After leaving Paramount, Barry joined 20th Century Fox as chairman. But what he really wanted to do at Fox was create something that didn’t exist yet: a fourth national network to rival ABC, CBS, and NBC. That’s probably what surprised me most in the book—learning that Fox Broadcasting was Barry’s idea, not Rupert Murdoch’s. Barry had been pitching a fourth network for nearly a decade, even though conventional wisdom said that America could only support three networks. But Barry thought they’d become homogenous and identified an opening for something new. Eventually, he got Murdoch to agree.
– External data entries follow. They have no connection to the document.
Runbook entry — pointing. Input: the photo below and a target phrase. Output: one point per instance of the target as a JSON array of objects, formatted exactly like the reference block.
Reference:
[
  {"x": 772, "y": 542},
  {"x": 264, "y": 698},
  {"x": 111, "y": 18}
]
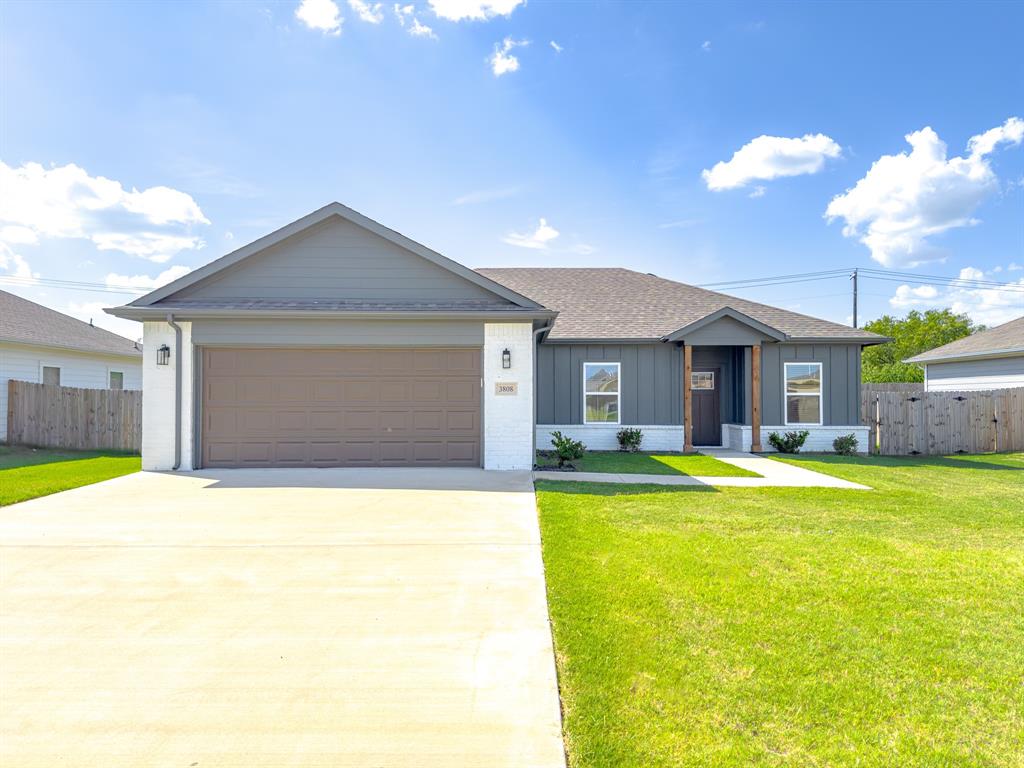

That pattern shows up throughout the book. Barry is able to see opportunities that are invisible to everyone else and sound crazy until they don’t. When he left Fox at its peak to run QVC, people were baffled, including me. In reality, Barry had recognized that the future of commerce was hiding in plain sight, on a home shopping channel, where phone calls spiked in real-time as products were pitched on TV. This epiphany about interactivity—screens as two-way, not just passive—helped Barry do super well in the digital era.
Barry was early to see the internet’s potential and willing to bet on it when others weren’t. In 2001, he was in the process of buying Expedia from Microsoft when 9/11 happened and air travel grounded to a halt. He had an out clause but decided to go through with the acquisition anyway, betting that travel would come back. It did, and Expedia became one of the first major successes in what would become IAC: the unlikely conglomerate of 150+ internet businesses Barry assembled over the next two decades.
I’ve always wondered why one studio succeeds while another fails, and how revolutionary ideas get greenlit when conventional wisdom says they’re impossible. Barry provides a lot of insight, especially about media and entertainment, that I didn’t know before. He’s also candid about his failures: the disastrous stint running ABC’s prime-time programming, getting outmaneuvered in bidding wars, trusting the wrong people. I like that Barry doesn’t gloss over mistakes or reframe them as “learning experiences.” He just tells you he screwed up.
In his book, Barry attributes much of his success to luck and timing. But there’s a difference between being in the right place at the right time and knowing what to do once you’re there.
Who Knew? Barry did. He just had to wait for everyone else to catch up.